The following is an excerpt from my new book, an essay collection called Things You Can’t Un-see, which releases this week! Pre-order your copy here.
My husband makes fun of me for my obsession with monograms. After he caught me looking at a rotating display case of silver letter charms at a local boutique, I told him, “If you had the opportunity to name yourself, you’d be obsessed with them, too.”

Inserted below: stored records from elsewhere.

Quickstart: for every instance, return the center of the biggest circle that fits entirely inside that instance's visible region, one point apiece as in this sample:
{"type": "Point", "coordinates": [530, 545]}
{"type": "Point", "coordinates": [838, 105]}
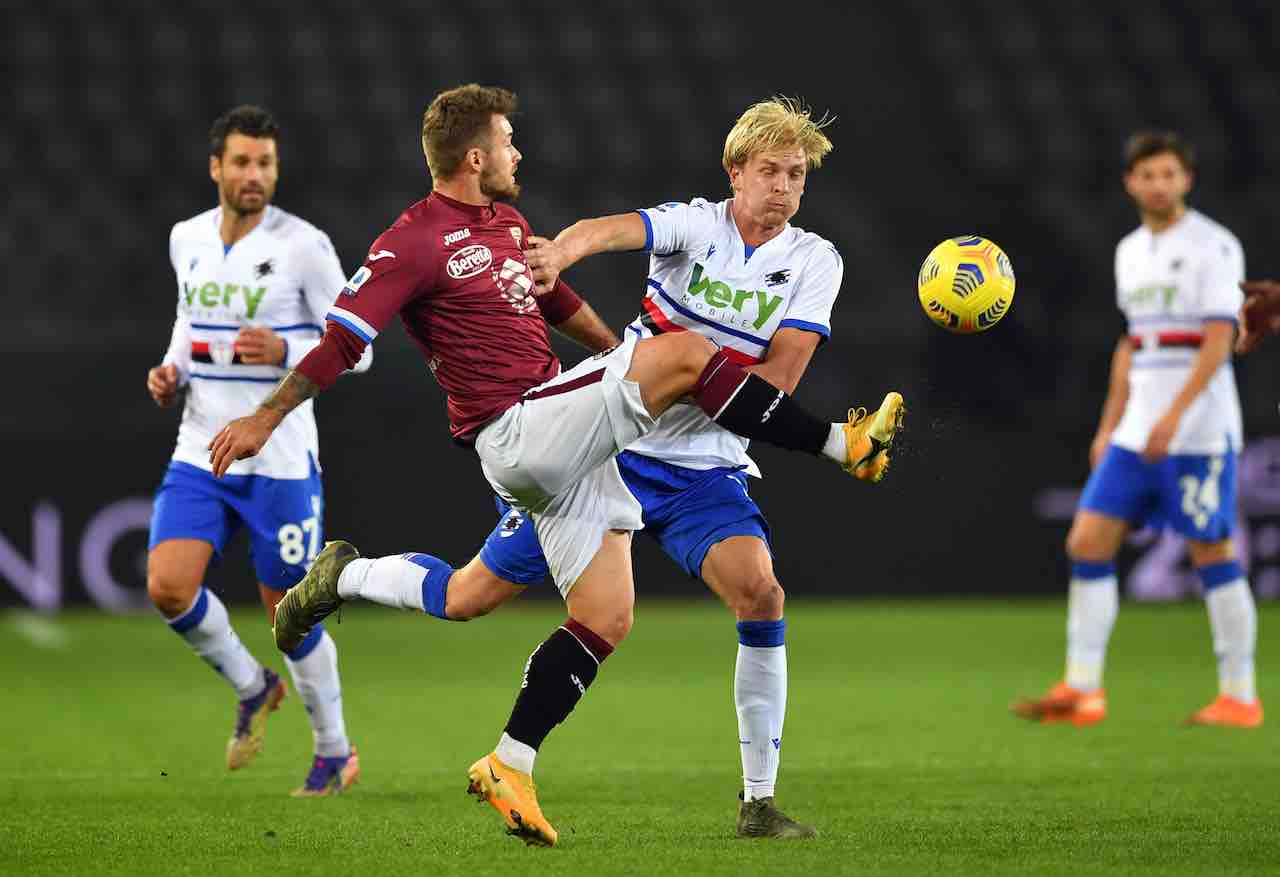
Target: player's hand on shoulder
{"type": "Point", "coordinates": [163, 384]}
{"type": "Point", "coordinates": [545, 259]}
{"type": "Point", "coordinates": [240, 439]}
{"type": "Point", "coordinates": [260, 346]}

First day of fourth grade, circa 1997: the teacher takes attendance with strict efficiency. Since my last name begins with C, I am the fifth student called. “Sarah Caplin?” she calls. I raise my hand. By the time she gets to the end of the list, it is apparent that “Sarah” is the female name of choice: there are four Sarahs in our class of a dozen students, which Mrs. F thinks is hilarious. She places us all at the same table: Sarah K, Sarah M, Sarah W, and myself. It was not the first time I had to be differentiated by my last initial, and it wouldn’t be the last.
I was nine; I was already tired of it.
My parents told me, “We just liked the name; we had no idea it would be so popular.” It never occurred to them that giving me a name from the Bible with timeless appeal (why else do so many women have it?) and no pronunciation problems in the English-speaking world would be such a burden to me. And of course they didn’t know any other Sarahs at the time – it appears they were all in utero. According to Social Security records, the name “Sarah” was at peak popularity in the United States between 1980 and 2000. I was born in 1988: an awkward place with Sarahs above me, Sarahs below, and plenty more to grow up with.

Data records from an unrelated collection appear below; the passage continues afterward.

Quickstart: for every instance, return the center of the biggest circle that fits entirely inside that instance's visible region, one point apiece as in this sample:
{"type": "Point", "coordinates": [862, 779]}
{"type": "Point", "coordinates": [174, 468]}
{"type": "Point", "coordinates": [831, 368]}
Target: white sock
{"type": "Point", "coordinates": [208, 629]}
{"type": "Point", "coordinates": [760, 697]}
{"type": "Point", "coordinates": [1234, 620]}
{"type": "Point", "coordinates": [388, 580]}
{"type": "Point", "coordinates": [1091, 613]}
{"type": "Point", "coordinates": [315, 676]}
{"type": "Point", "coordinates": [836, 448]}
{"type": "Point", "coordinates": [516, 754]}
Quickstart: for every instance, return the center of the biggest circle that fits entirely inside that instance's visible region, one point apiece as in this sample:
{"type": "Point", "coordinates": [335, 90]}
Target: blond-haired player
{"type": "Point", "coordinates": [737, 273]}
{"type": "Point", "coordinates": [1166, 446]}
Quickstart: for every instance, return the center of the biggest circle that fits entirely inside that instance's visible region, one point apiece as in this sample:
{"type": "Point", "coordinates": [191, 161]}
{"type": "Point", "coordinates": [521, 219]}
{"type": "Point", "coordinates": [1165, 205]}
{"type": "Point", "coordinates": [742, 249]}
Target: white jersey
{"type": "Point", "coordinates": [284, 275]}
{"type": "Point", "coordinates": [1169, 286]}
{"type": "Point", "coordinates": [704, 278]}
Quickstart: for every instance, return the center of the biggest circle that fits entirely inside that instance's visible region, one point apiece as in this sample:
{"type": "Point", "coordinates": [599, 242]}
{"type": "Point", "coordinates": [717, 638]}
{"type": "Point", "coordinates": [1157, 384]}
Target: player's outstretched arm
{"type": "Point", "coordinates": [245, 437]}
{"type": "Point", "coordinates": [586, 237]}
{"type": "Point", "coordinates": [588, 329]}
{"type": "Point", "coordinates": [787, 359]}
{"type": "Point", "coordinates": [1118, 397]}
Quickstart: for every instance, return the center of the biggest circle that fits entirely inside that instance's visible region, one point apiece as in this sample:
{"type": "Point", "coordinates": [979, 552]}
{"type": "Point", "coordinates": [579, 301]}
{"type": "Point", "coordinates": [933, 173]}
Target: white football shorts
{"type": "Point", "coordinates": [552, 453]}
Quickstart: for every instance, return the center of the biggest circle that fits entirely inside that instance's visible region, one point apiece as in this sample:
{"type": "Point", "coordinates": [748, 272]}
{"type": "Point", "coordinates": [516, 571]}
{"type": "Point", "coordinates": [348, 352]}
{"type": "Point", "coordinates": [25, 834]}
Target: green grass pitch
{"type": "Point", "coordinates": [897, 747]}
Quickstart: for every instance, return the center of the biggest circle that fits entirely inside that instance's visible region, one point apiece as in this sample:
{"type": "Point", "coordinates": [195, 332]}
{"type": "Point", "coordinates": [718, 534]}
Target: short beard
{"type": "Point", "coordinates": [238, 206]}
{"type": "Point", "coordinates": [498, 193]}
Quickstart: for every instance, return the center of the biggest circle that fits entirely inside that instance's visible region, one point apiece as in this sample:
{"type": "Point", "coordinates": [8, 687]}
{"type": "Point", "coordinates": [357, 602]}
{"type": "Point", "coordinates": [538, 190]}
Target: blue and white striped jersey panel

Wanting a name to “stand out” is a relatively recent phenomenon. Previous generations not only wanted their kids to blend in so as not to be teased on the playground (and we all know just how cruel kids can be), but passing names down through the family was an important, tangible way to honor deceased relatives.

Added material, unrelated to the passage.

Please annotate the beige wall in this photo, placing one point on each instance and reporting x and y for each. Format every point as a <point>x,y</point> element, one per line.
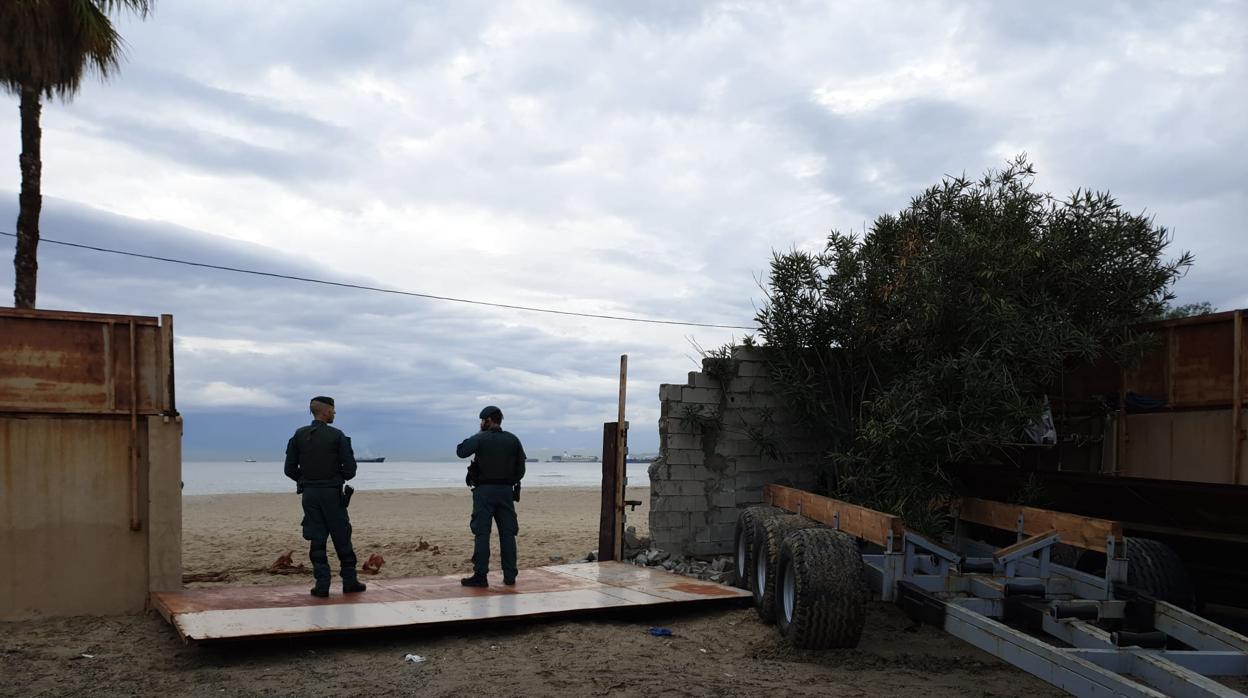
<point>81,530</point>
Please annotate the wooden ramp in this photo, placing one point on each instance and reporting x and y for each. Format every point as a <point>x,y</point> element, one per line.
<point>291,611</point>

For a while, my parents were settled on the name Samantha for me. Only toward the end of my mother’s pregnancy did they decide to give me a family name – my great-grandmother’s name. It was the traditionally Jewish thing to do. Where religion failed in importance to my parents, they made up for in keeping the cultural tradition going.
Somewhere along the way, blending in became boring: a generational curse. Now it’s all about uniqueness; making sure everyone remembers who you are. The Internet has helped fuel this “identity panic”: previous generations didn’t have the ability to type in a name on Google, view statistics for how many other babies born that year had it, and then panic that the name has been “taken.”
As an adult introvert, I’m okay now with blending in, but Childhood Me was the opposite. How could I stand out with a name shared by so many?